Published in final edited form as: Nucl Instrum Methods Phys Res A. 2015 Mar 11;776:15–20. doi: 10.1016/j.nima.2014.12.004

Calculations and measurements of the scintillator-to-water stopping power ratio of liquid scintillators for use in proton radiotherapy

W Scott Ingram a,b, Daniel Robertson a, Sam Beddar a,b,*
PMCID: PMC4332394  NIHMSID: NIHMS652563  PMID: 25705066

Abstract

Liquid scintillators are a promising detector for high-resolution three-dimensional proton therapy dosimetry. Because the scintillator comprises both the active volume of the detector and the phantom material, an ideal scintillator will exhibit water equivalence in its radiological properties. One of the most fundamental of these is the scintillator’s stopping power.

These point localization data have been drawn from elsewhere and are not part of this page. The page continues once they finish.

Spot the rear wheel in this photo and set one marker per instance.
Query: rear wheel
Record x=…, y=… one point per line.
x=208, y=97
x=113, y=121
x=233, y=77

The objective of this study was to compare calculations and measurements of scintillator-to-water stopping power ratios to evaluate the suitability of the liquid scintillators BC-531 and OptiPhase HiSafe 3 for proton dosimetry. We also measured the relative scintillation output of the two scintillators. Both calculations and measurements show that the linear stopping power of OptiPhase is significantly closer to water than that of BC-531. BC-531 has a somewhat higher scintillation output. OptiPhase can be mixed with water at high concentrations, which further improves its scintillator-to-water stopping power ratio. However, this causes the solution to become cloudy, which has a negative impact on the scintillation output and spatial resolution of the detector. OptiPhase is preferred over BC-531 for proton dosimetry because its density and scintillator-to-water stopping power ratio are more water equivalent.

Keywords: Scintillation dosimetry, liquid scintillators, proton therapy, SRIM

1. Introduction

Proton irradiation for cancer therapy has gained popularity in recent years due to its ability to deliver a highly conformal dose to the tumor while sparing surrounding healthy tissue, particularly distal to the tumor beyond the range of the beam. This is possible because a mono-energetic proton beam deposits most of its energy in a small volume of tissue at the end of its range, a phenomenon known as the Bragg peak. When treating patients, the energy of the proton beam is modulated so that the Bragg peaks of many different energies add to deliver the prescribed dose to a clinically relevant volume of tissue; this is known as a spread-out Bragg peak. This energy modulation poses a challenge for accurate dosimetry for quality assurance of treatment delivery: proton range depends on energy, so the beam cannot be characterized by a measurement at a single depth, and three-dimensional measurements are required for a thorough assessment. Proton treatment plans contain inhomogeneous dose distributions with steep gradients, so a dosimeter with high spatial resolution is necessary to make these measurements.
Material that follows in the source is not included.